Re: [PATCH RFC v2 03/15] vfio/nvgrace-gpu: track GPUs associated with the EGM regions

All of lore.kernel.org
 help / color / mirror / Atom feed

From: Alex Williamson <alex@shazbot.org>
To: Shameer Kolothum Thodi <skolothumtho@nvidia.com>
Cc: Ankit Agrawal <ankita@nvidia.com>,
	Vikram Sethi <vsethi@nvidia.com>,
	Jason Gunthorpe <jgg@nvidia.com>, Matt Ochs <mochs@nvidia.com>,
	"jgg@ziepe.ca" <jgg@ziepe.ca>, Neo Jia <cjia@nvidia.com>,
	Zhi Wang <zhiw@nvidia.com>, Krishnakant Jaju <kjaju@nvidia.com>,
	Yishai Hadas <yishaih@nvidia.com>,
	"kevin.tian@intel.com" <kevin.tian@intel.com>,
	"kvm@vger.kernel.org" <kvm@vger.kernel.org>,
	"linux-kernel@vger.kernel.org" <linux-kernel@vger.kernel.org>,
	alex@shazbot.org
Subject: Re: [PATCH RFC v2 03/15] vfio/nvgrace-gpu: track GPUs associated with the EGM regions
Date: Wed, 4 Mar 2026 10:14:09 -0700	[thread overview]
Message-ID: <20260304101409.3c069046@shazbot.org> (raw)
In-Reply-To: <CH3PR12MB75483F6074324471868CC05EAB72A@CH3PR12MB7548.namprd12.prod.outlook.com>

On Thu, 26 Feb 2026 14:55:37 +0000
Shameer Kolothum Thodi <skolothumtho@nvidia.com> wrote:

> > -----Original Message-----
> > From: Ankit Agrawal <ankita@nvidia.com>
> > Sent: 23 February 2026 15:55
> > To: Ankit Agrawal <ankita@nvidia.com>; Vikram Sethi <vsethi@nvidia.com>;
> > Jason Gunthorpe <jgg@nvidia.com>; Matt Ochs <mochs@nvidia.com>;
> > jgg@ziepe.ca; Shameer Kolothum Thodi <skolothumtho@nvidia.com>;
> > alex@shazbot.org
> > Cc: Neo Jia <cjia@nvidia.com>; Zhi Wang <zhiw@nvidia.com>; Krishnakant
> > Jaju <kjaju@nvidia.com>; Yishai Hadas <yishaih@nvidia.com>;
> > kevin.tian@intel.com; kvm@vger.kernel.org; linux-kernel@vger.kernel.org
> > Subject: [PATCH RFC v2 03/15] vfio/nvgrace-gpu: track GPUs associated with
> > the EGM regions
> > 
> > From: Ankit Agrawal <ankita@nvidia.com>
> > 
> > Grace Blackwell systems could have multiple GPUs on a socket and
> > thus are associated with the corresponding EGM region for that
> > socket.
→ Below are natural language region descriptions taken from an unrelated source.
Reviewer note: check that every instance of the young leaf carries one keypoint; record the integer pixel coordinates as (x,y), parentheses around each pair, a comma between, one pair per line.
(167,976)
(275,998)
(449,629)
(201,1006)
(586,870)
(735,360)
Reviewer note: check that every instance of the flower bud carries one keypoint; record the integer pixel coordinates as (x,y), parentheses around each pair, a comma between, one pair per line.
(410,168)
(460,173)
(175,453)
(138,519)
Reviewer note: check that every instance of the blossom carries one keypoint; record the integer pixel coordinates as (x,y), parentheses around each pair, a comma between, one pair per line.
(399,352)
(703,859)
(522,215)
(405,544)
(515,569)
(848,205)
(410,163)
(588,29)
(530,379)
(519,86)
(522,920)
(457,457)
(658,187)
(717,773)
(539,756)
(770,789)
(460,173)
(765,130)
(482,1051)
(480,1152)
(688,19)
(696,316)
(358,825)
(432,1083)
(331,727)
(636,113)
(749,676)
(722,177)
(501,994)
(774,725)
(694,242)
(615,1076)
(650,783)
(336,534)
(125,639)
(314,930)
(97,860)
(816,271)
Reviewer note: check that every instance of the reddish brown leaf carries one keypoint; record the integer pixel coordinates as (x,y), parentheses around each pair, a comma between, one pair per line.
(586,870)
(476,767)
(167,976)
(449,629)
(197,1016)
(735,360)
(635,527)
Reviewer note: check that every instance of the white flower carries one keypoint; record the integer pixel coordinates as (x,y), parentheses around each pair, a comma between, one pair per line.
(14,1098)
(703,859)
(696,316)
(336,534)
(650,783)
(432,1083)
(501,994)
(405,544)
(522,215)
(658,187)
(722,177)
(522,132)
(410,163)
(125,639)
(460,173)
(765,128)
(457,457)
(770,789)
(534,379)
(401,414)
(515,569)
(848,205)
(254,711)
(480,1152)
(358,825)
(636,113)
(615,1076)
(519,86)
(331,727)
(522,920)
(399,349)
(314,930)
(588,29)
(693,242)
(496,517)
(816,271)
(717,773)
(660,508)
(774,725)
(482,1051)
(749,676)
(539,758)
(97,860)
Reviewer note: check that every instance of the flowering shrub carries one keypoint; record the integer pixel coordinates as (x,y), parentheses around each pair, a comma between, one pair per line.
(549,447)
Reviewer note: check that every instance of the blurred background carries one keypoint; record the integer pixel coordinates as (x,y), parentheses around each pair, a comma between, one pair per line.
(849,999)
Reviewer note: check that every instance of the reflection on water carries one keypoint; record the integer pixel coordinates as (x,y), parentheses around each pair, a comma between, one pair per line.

Track the GPUs as a list.
> > 
> > On the device probe, the device pci_dev struct is added to a
> > linked list of the appropriate EGM region.
> > 
> > Similarly on device remove, the pci_dev struct for the GPU
> > is removed from the EGM region.
> > 
> > Since the GPUs on a socket have the same EGM region, they have
> > the have the same set of EGM region information. Skip the EGM
> > region information fetch if already done through a differnt
> > GPU on the same socket.
> > 
> > Signed-off-by: Ankit Agrawal <ankita@nvidia.com>
> > ---
> >  drivers/vfio/pci/nvgrace-gpu/egm_dev.c | 29 ++++++++++++++++++++
> >  drivers/vfio/pci/nvgrace-gpu/egm_dev.h |  4 +++
> >  drivers/vfio/pci/nvgrace-gpu/main.c    | 37 +++++++++++++++++++++++---
> >  include/linux/nvgrace-egm.h            |  6 +++++
> >  4 files changed, 72 insertions(+), 4 deletions(-)
> > 
> > diff --git a/drivers/vfio/pci/nvgrace-gpu/egm_dev.c
> > b/drivers/vfio/pci/nvgrace-gpu/egm_dev.c
> > index faf658723f7a..0bf95688a486 100644
> > --- a/drivers/vfio/pci/nvgrace-gpu/egm_dev.c
> > +++ b/drivers/vfio/pci/nvgrace-gpu/egm_dev.c
> > @@ -17,6 +17,33 @@ int nvgrace_gpu_has_egm_property(struct pci_dev
> > *pdev, u64 *pegmpxm)
> >  					pegmpxm);
> >  }
> > 
> > +int add_gpu(struct nvgrace_egm_dev *egm_dev, struct pci_dev *pdev)
> > +{
> > +	struct gpu_node *node;
> > +
> > +	node = kzalloc(sizeof(*node), GFP_KERNEL);
> > +	if (!node)
> > +		return -ENOMEM;
> > +
> > +	node->pdev = pdev;
> > +
> > +	list_add_tail(&node->list, &egm_dev->gpus);
> > +
> > +	return 0;
> > +}
> > +
> > +void remove_gpu(struct nvgrace_egm_dev *egm_dev, struct pci_dev *pdev)
> > +{
> > +	struct gpu_node *node, *tmp;
> > +
> > +	list_for_each_entry_safe(node, tmp, &egm_dev->gpus, list) {  
> 
> Looks like this gpu list also will require a lock.

+1

> Can we get rid of this gpu list by having a refcount_t in struct nvgrace_egm_dev?

+1

In this implementation, a reference count seems sufficient and the
egm_dev list could be moved to egm_dev.c, where a get_or_create
function could handle the de-dupe and refcount and a put function could
deference and free.

We'd only need reference to the GPU pci_dev if we needed to invalidate
mappings across a GPU reset, or perhaps if we were exposing multiple
EGM devices per socket, one for each GPU route.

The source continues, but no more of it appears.